Sean Cribbs - Latest Comments in Modeling a Tree in a Document Database - sean cribbs :: digital renaissance man

Re: Modeling a Tree in a Document Database - sean cribbs :: digital renaissance man

Luca Garulli — Mon, 04 Oct 2010 05:08:37 -0000

OrientDB is a document-graph dbms. The main difference with MongoDB and CouchDB is that all the relationships are stored as direct links. This speed up the load of entire trees and graphs of at least 10x.

Re: Modeling a Tree in a Document Database - sean cribbs :: digital renaissance man

robtweed — Sun, 21 Feb 2010 13:22:21 -0000

You ought to also take a look at GT.M: its database is a naturally hierarchical schemaless architecture that makes the creation of trees very simple and natural. The new M/Wire protocol - http://www.mgateway.com/mwi... - is now making GT.M a very accessible database.

Re: Modeling a Tree in a Document Database - sean cribbs :: digital renaissance man

adamaig — Sat, 06 Feb 2010 21:12:11 -0000

It seems like this is one of those things that is solved when you start treating your runtime as separate than your datastore, and is actually why I asked @jnunemaker about including an identity map in mongo_mapper a few months back. If you add an id to each node of the tree for the tree it is in, you can index the tree id, and quickly pull all nodes into the IM. When you walk the tree then, you'd only be assembling the graph in memory since you'd always get a hit in the IM. Or am I missing something?

This makes the strong assumptions that you're most frequently accessing the tree from the root node, and that you'd always want the full tree, so if you want the ability to quickly load any subtree this is non-optimal.

Re: Modeling a Tree in a Document Database - sean cribbs :: digital renaissance man

cemerick — Sat, 23 Jan 2010 22:17:20 -0000

It looks like these sorts of structures are made simpler in couch 0.11:

http://wiki.apache.org/couc...

Re: Modeling a Tree in a Document Database - sean cribbs :: digital renaissance man

jamieorc — Wed, 20 Jan 2010 23:17:20 -0000

@jnunemaker: can you give an example? Are the ancestors just a flat array or an array of arrays?

Re: Modeling a Tree in a Document Database - sean cribbs :: digital renaissance man

J Chris A — Wed, 20 Jan 2010 23:09:47 -0000

This is a good technique. It's simple and it also will scale (you can fragment the tree if it outgrows a single doc).

A common pattern in CouchDB is to cache the full path to the root on every node. Then a view lookup on the path will just work. The downside is you have to touch a lot of documents to do a high-level rename or move.
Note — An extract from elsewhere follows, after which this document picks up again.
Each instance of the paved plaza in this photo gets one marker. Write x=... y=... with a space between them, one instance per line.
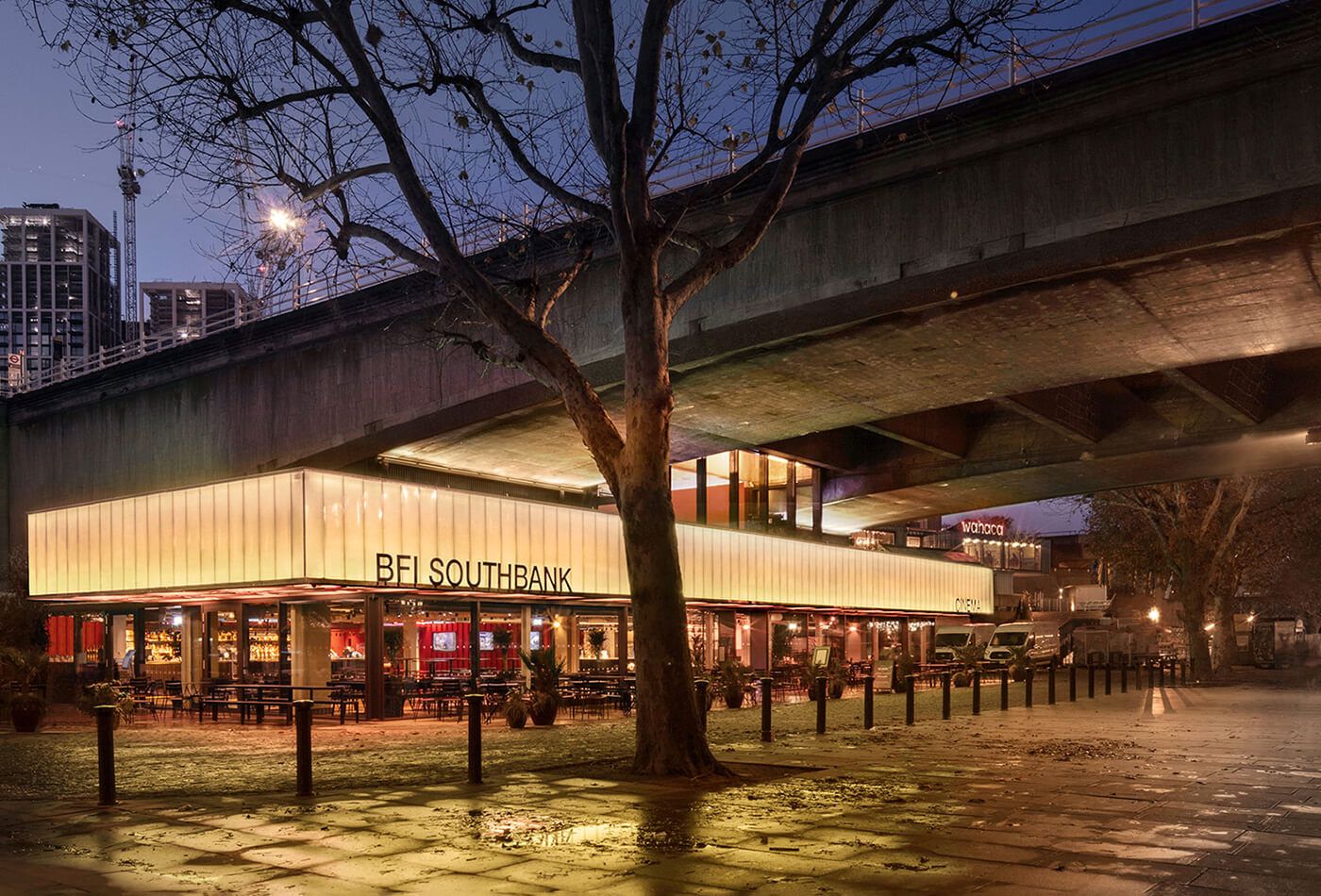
x=1209 y=788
Re: Modeling a Tree in a Document Database - sean cribbs :: digital renaissance man

Marko A. Rodriguez — Sun, 17 Jan 2010 17:30:17 -0000

This is how I modeled a graph in MongoDB : http://bit.ly/6d6LKf ... I rely on indices of the _id property only. However, to traverse one step in a graph, it requires two queries --- one to get the edges of the current vertex, and then one to get the vertex to traverse to.

Re: Modeling a Tree in a Document Database - sean cribbs :: digital renaissance man

Sean Cribbs — Wed, 16 Dec 2009 19:24:10 -0000

Hogan, can you elaborate? You can only have one value per key in an JSON object, so I don't think I understand your solution.

Re: Modeling a Tree in a Document Database - sean cribbs :: digital renaissance man

Hogan Long — Wed, 16 Dec 2009 16:51:58 -0000

Make a heap.

{ "id:a","id:b", "id:c", "id:d", "null", "null", "null" }
Working with heaps is easy.
-- For those that don't know, child-right is index*2, child-left is index*2+1, parent is floor(index/2)
(if it gets to big, make heap of heaps... say 255 nodes or something)

Re: Modeling a Tree in a Document Database - sean cribbs :: digital renaissance man

mlmilleratmit — Fri, 20 Nov 2009 13:41:58 -0000

Exactly, I was a bit too short with my comment. We just build an index using:

for (node in doc.mpath) {
emit( node, <something_to_aggregate>);
}

and then you've got a fully traversable index to query with start/endkey. Augmented with a reduce function you can also then get summary statistics (e.g. total descendant count, tree level, etc). We actually do a bunch of stuff in a single view by using complex keys:

emit( ["descendant_count", node], 1);
emit( ["daughters_at_depth", node_level], 1);
...

This is such a natural pattern that we should likely build it into couch as a default tree view

Re: Modeling a Tree in a Document Database - sean cribbs :: digital renaissance man

jnunemaker — Thu, 19 Nov 2009 22:50:49 -0000

Yep, we are doing something similar. We store parent_id and parent_ids which is an array in mongo of all the ancestors up the tree. The benefit with mongo is you can index that and query on it to get all descendants as well.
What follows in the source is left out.